Eight-armed PEG was functionalized with furyl and maleimide groups (8armPEG20k-Fur and 8armPEG20k-Mal); degradable hydrogels were obtained by cross-linking via Diels-Alder chemistry. To increase the stability to degradation, the macromonomers were modified by introducing a hydrophobic 6-aminohexanoic acid spacer between PEG and the reactive end-groups (8armPEG20k-Ahx-Fur and 8armPEG20k-Ahx-Mal). In an alternative approach, the number of reactive groups per macromonomer was increased by branching the terminal ends of eight-armed PEG with lysine (Lys) and Ahx residues (8armPEG20k-Lys-Ahx-Fur2 and 8armPEG20k-Lys-Ahx-Mal2). The hydrolytic resistance of the synthesized macromonomers was determined by UV spectroscopy; the obtained hydrogels were characterized by rheology and degradation studies. The degradation time of 5% (w/v) 8armPEG20k-Ahx hydrogels (28days) was twice as long as the degradation time of 5% (w/v) 8armPEG20k hydrogels (14days); this is explained by increased hydrolytic resistance of the maleimide group.
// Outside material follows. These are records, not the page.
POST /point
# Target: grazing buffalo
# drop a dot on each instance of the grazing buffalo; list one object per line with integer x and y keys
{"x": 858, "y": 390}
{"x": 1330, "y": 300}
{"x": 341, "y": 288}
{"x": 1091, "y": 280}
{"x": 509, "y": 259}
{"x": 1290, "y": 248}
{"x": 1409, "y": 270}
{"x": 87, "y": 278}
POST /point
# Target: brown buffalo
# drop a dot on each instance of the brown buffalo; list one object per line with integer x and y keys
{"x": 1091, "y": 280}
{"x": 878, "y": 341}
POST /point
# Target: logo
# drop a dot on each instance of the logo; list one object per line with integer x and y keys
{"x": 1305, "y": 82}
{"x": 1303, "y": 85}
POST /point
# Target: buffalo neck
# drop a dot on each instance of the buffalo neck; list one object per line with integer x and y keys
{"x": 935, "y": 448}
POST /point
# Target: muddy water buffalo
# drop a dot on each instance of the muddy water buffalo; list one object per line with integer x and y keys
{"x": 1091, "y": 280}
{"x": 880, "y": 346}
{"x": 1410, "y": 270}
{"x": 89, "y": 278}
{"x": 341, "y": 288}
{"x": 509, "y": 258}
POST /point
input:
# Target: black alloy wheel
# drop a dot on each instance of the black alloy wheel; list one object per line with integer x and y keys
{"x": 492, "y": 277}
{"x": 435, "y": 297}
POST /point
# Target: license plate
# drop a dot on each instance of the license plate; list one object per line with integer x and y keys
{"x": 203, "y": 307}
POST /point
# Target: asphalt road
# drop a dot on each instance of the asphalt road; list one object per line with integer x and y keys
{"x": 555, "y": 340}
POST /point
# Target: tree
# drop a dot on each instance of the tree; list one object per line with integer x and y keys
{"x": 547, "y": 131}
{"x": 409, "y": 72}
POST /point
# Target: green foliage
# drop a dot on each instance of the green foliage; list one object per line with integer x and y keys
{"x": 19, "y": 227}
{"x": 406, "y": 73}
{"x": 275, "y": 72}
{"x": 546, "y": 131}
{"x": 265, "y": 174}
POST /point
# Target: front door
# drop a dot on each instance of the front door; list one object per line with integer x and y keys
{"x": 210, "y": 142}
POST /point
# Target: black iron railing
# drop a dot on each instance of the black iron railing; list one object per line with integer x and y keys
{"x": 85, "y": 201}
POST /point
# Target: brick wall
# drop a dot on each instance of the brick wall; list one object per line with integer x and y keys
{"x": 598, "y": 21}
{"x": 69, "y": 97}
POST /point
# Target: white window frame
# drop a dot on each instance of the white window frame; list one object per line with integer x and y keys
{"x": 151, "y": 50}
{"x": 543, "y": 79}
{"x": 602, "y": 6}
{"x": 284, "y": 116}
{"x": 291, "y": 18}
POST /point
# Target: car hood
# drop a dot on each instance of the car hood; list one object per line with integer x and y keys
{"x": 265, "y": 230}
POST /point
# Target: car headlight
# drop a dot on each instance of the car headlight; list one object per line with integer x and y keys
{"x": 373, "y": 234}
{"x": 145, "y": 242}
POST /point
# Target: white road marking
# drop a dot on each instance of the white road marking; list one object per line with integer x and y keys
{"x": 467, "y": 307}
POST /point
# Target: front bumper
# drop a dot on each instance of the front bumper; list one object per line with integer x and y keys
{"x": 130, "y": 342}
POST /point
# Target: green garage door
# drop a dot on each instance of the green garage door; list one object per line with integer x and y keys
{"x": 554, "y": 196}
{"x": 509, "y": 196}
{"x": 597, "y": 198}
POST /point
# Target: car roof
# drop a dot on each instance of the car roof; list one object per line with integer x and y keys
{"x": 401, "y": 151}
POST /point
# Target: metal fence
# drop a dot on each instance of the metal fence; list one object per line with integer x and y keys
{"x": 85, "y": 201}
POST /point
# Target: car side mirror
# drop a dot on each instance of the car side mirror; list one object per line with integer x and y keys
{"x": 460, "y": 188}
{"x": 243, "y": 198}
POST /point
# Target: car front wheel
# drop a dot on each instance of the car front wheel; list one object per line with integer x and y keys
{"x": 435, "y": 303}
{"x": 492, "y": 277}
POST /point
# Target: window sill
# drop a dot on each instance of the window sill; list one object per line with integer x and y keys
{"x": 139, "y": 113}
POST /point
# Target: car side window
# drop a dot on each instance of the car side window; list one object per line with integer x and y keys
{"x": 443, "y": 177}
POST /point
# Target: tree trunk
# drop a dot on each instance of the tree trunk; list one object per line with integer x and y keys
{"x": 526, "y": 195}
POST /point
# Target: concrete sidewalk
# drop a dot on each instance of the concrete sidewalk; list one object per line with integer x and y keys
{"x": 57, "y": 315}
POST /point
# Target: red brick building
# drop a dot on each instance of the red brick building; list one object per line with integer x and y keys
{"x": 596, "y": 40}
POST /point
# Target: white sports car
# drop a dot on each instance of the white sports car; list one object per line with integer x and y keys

Using dendritic 8armPEG20k-Lys-Ahx macromonomers substantially increased the stability of the resulting hydrogels; degradation of 5% (w/v) 8armPEG20k-Lys-Ahx hydrogels occurred after 34 weeks. 8armPEG20k hydrogels had the largest mesh size of all tested hydrogels, while hydrogels made from dendritic 8armPEG20k-Lys-Ahx macromonomers showed the smallest value. To evaluate their potential for the controlled release of therapeutic antibodies, the hydrogels were loaded with bevacizumab. The incorporated bevacizumab was released over 10 days (8armPEG20k) and 42days (8armPEG20k-Ahx), respectively; release from 8armPEG20k-Lys-Ahx hydrogels was not completed after 105 days. In summary, we believe that 8armPEG20k-Ahx or 8armPEG20k-Lys-Ahx hydrogels could serve as controlled release system for therapeutic antibodies such as bevacizumab.